Grab the Inside Scoop on How Google, Anthropic, and Manus Built Long-Running AI Agents

TL;DR

Treat context as a runtime-compiled projection from durable state, not as an ever-growing transcript.

Briefing Cornell Notes

Briefing

Agentic context engineering hinges on one core shift: memory—not a bigger prompt window—is what makes long-running AI agents work reliably. Larger context windows and smarter models have not solved the underlying problem; they often worsen it by letting irrelevant history and tool noise drown out the signals that matter. As tasks stretch into multi-hour loops, performance can drop not because the LLM fails, but because memory construction is naive—stuffing too much into the context and treating “context” as a transcript rather than a computed, task-relevant view.

The blueprint presented centers on treating every LLM call as a fresh projection computed from durable state. Instead of dragging hundreds of turns forward, the system rebuilds a minimal slice: which instructions apply now, which artifacts matter now, and which memories should be surfaced now. That “compiled context” approach is framed as essential for multi-hour autonomy, because it prevents signal dilution and keeps attention focused on what’s relevant at each step.

A second pillar is a tiered memory model that separates storage from presentation. Working context is a minimal per-call view; sessions act like structured event logs across an agent’s trajectory; memory holds durable searchable insights extracted across runs; and artifacts represent large objects referenced by handles or tags rather than pasted into prompts. With this separation, the context window can stay small while the overall memory system grows arbitrarily large—mirroring traditional computer architecture with cache, RAM, and disk.

From there, the guidance becomes operational. Default context should contain nearly nothing; retrieval should be an active decision made when the agent needs information. Long-term memory should be searchable rather than pinned permanently, because relevance-ranked retrieval helps the agent distinguish critical constraints from recent noise. Summarization must be schema-driven and ideally reversible, so multi-step reasoning doesn’t collapse into vague “glossy soup” that erases decision structure and edge-case semantics.
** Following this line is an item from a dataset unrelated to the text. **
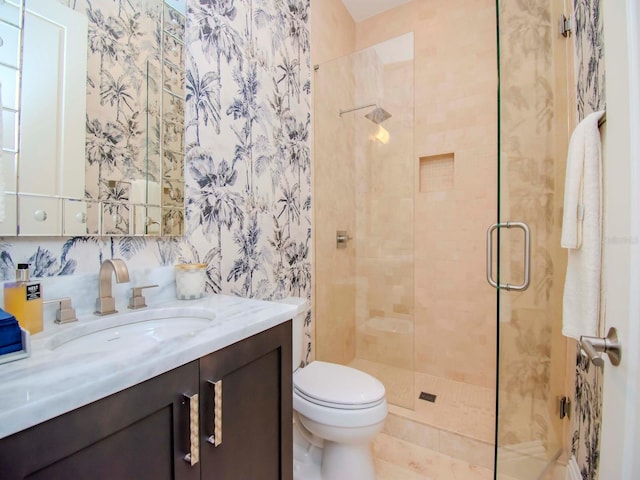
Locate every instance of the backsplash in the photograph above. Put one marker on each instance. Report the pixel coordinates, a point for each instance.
(247, 174)
(590, 95)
The practical fixes extend beyond memory into system design. Heavy state should be offloaded to tools, file systems, or sandboxes, with pointers passed back instead of raw tool outputs—reducing cognitive burden and keeping context lean. Multi-agent setups should isolate scope using sub-agents (planner, executor, verifier) that communicate through structured artifacts rather than sprawling transcripts, avoiding cross-talk and reasoning drift. Prompt layout should follow caching and prefix stability: stable identity/instructions rarely change, while only the variable suffix (user input and fresh tool outputs) updates, cutting latency and cost.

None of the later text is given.